Une psychanalyse transforme les êtres qui désirent devenir sujes. De toute évidence tous les êtres ne visent pas autre chose que survivre, vivoter ou tout simplement vivre. Je constate que quelques-unes, surtout les femmes, envisagent une destinée, voire une existence. J’avais reconnu comme caractéristique propre au sujet la construction d’une position féminine quand il construit sa responsabilité de conduire sa destinée (position de sujet), ou quand il désire construire son existence en devenant psychanalyste (position de sujet barré).



Quand Poincaré met en évidence l’éphémère d’une théorie scientifique, il indique, me semble-t-il, que l’explication du Réel donnée par le scientifique – l’autre nom de théorie – porte dans son cœur une courte durée de vie. L’être du scientifique construit une théorie dont il sait qu’elle ne durera pas. Pour quelle raison la fait-il ? Par désir, sa manière à lui de danser avec le manque qui l’habite.

Le Moi du scientifique invente des théories pour gonfler son Moi. Le même processus se trouve chez le praticien en médecine, psychiatrie, chirurgie ou en psychanalyse.



Une psychanalyse ne peut pas suivre une ligne droite, ou sphérique, ou carrée. Il me semble que la meilleure référence pour la représenter est la navigation maritime. L’important dans une psychanalyse est que l’être arrive à bon port – la sortie de psychanalyse dans la névrose et la psychose – ou à un bon mouillage – la sortie de psychanalyse dans la perversion –, et qu’il devienne sujet. Si tel est le cas, la psychanalyse donne ses preuves de scientificité car, pour traverser un océan, que ce soit l’Atlantique comme Colomb ou le Pacifique comme Magellan et surtout El Cano, il faut de la rigueur dans la conduite, le respect des observations et dans l’usage des techniques. Dans l’eau comme dans l’inconscient tout bouge tout le temps. L’accalmie est signe de mort et les êtres ne viennent pas en psychanalyse pour mourir mais pour désirer avant leur fin biologique. Les êtres se suicident parce qu’il est impossible pour eux de construire leur désir.

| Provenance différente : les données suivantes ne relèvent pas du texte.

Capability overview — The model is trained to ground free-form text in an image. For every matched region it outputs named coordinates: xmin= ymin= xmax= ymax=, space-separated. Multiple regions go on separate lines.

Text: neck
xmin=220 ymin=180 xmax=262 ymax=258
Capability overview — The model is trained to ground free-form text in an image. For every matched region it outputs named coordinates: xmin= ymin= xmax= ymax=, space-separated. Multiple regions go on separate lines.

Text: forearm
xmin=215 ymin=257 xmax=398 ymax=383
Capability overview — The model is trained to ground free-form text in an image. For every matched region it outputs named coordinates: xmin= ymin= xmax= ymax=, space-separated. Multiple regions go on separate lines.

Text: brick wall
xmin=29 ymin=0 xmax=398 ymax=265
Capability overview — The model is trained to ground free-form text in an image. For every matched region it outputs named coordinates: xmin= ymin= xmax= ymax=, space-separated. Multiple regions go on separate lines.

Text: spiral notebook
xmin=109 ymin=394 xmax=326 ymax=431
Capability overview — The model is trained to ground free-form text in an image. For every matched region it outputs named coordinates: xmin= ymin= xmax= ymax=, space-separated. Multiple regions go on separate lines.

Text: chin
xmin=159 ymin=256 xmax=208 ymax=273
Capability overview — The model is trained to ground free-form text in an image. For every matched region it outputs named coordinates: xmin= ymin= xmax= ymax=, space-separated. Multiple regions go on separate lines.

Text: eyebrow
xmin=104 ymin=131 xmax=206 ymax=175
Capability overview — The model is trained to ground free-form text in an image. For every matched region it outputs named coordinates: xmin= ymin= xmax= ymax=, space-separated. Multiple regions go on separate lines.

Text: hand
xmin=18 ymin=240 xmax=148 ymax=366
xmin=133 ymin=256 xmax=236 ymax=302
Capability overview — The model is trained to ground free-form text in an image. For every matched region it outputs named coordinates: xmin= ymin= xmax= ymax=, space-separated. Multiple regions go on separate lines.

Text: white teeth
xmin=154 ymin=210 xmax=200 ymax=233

Quelle différence entre la psychanalyse et la pratique de la psychanalyse ? La psychanalyse est le bateau que l’être construit, met à l’eau et dans lequel il rame pour accéder à bon port ou à bon mouillage. La pratique de la psychanalyse ne concerne que le psychanalysant qui rame tous les jours pour venir faire avancer sa psychanalyse en respectant les règles déclinées par le clinicien. Dans une brève précédente, j’avais signalé que de tous les analystes que j’avais rencontrés (de septembre 1981 jusqu’à aujourd’hui) aucun n’a été capable de décliner correctement ou de décliner tout simplement la règle fondamentale de la psychanalyse. Comment envisager que la psychanalyse devienne science avec de tels navigateurs ?

La pratique a rapport avec l’action, avec l’application de la méthode. Le clinicien est dans le bateau, vers la poupe, somnole comme « le chien toléré par la gérance », comme écrit le poète. Mais comme il représente aussi le navigateur, parfois il sort de sa somnolence pour observer le discours, comme un instrument nautique – compas de route – et déterminer ainsi la direction à suivre.